DUBLIN, Ohio — Tiger Woods on Sunday matched Jack Nicklaus for career PGA Tour wins, thanks to a shot that left even Nicklaus amazed.
Two shots behind with three holes to play, his ball in an impossible spot behind the 16th green, Woods holed a flop shot from 50 feet away that turned bogey into birdie and sent him on his way to a stunning comeback in the Memorial.
Woods made three birdies on his last four holes for a 5-under-par 67, matching the lowest score of the final round, and he finished in style. He hit a 9-iron to just inside 10 feet, and raised his putter — a pose that Nicklaus made famous for so many years — well before the ball tumbled into the cup.
It was his fifth win at Muirfield Village, and the 73rd of his PGA Tour career to match Nicklaus at No. 2 on the all-time list.
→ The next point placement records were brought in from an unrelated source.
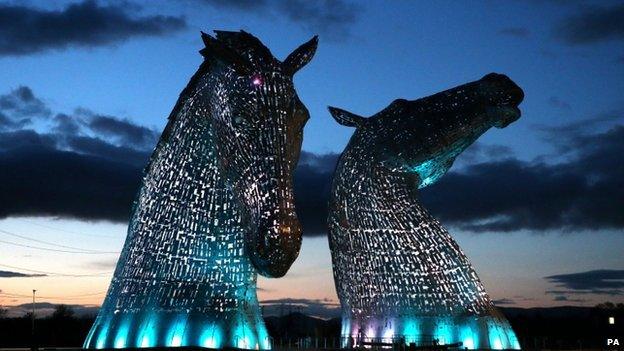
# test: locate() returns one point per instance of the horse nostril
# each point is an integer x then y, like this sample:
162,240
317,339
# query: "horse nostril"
494,77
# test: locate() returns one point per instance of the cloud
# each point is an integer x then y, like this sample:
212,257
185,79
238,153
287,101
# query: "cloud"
312,187
331,18
602,281
323,308
516,32
28,30
108,264
593,24
87,156
9,274
18,107
583,192
45,309
567,299
123,132
61,171
558,103
504,301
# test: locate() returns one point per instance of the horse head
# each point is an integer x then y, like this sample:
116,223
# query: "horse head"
257,123
424,136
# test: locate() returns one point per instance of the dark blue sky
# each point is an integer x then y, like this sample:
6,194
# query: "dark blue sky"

Sam Snead won a record 82 times.
For Woods, it was a dramatic end to his worst three-tournament stretch as a pro, and it came with the U.S. Open looming.
He started the day four shots behind and wound up with a two-shot victory over Andres Romero (67) and Rory Sabbatini, who was in control of the tournament until he fell victim to some old magic by Woods.
Woods said he didn’t miss a shot all day, though the flop shot definitely stood out.
“The most unbelievable, gutsy shot I’ve ever seen,” Nicklaus said from the TV booth. “Look at the position he was in. If he’s short, the tournament is over. If he’s long, the tournament is over. He puts it in the hole.”
Nicklaus shared those thoughts with Woods as the winner walked off the 18th green. Woods smiled and said, “How about that, huh?”
Woods won for the second time this year, and moved to No. 4 in the world rankings.
This was more impressive than his five-shot win in the Arnold Palmer Invitational at Bay Hill in March, when he had a one-shot lead on a course where he could get by with par. The Memorial required much more work, especially when he had to go after birdies in the final hour. And that’s what he did.
He reached the par-5 15th into the wind in two shots to set up a two-putt birdie and get within one shot of Sabbatini. But just like that, it looked as if his chances were over when his tee shot bounded into a tough lie behind the green.
“I had to take a cut at it …,” Woods said. “It came out just perfect.”
Woods took a full swing and the ball came out soft and began tracking toward the hole. It caught the right edge of the cup and dropped for a most improbable birdie. Woods took two steps to the left and delivered a full uppercut not seen from him in some time.
Sabbatini didn’t need to see the shot. He was on the 15th green, scrambling for par, when Muirfield Village shook with the loudest roar of the day. The South African suddenly was tied for the lead, but not for long. He hit his tee shot into the right bunker on the 16th, the third-hardest hole Sunday that yielded just four birdies, and then blasted out to just inside 15 feet and took bogey to fall one shot behind.
WEST DES MOINES, Iowa — Kirk Triplett put together the best round of golf anyone has ever played in the Principal Charity Classic. But Jay Haas was brilliant for three rounds instead of one. Haas finished with a 16-under 197 total to win the tournament by five strokes, becoming the first golfer to win the Champions Tour event in Iowa three times.
Haas, the winner in 2007 and 2008, led by three shots after shooting a 65 in the second round and made it stand up with a final round 5-under 66. His 16-under tied the tournament mark set by Gil Morgan in 2006 and matched the largest victory of the season on the Champions Tour.
Triplett set the course record with a 9-under 62 and finished second at 11-under 202 along with Larry Mize.
GALLOWAY, NJ. — Stacy Lewis shook off a rough stretch in the middle of the final round and finished with an even-par 71 at the Stockton Seaview Hotel and Golf Club, good enough for a four-stroke victory over Katherine Hull at the ShopRite LPGA Classic.
The 27-year-old Lewis, who was 12-under for the tournament, likely will be the top-ranked American when the LPGA rankings are updated today. According to LPGA projections, she will be No. 3. That would put her in front of Cristie Kerr, who has been the top-ranked American since November of 2009.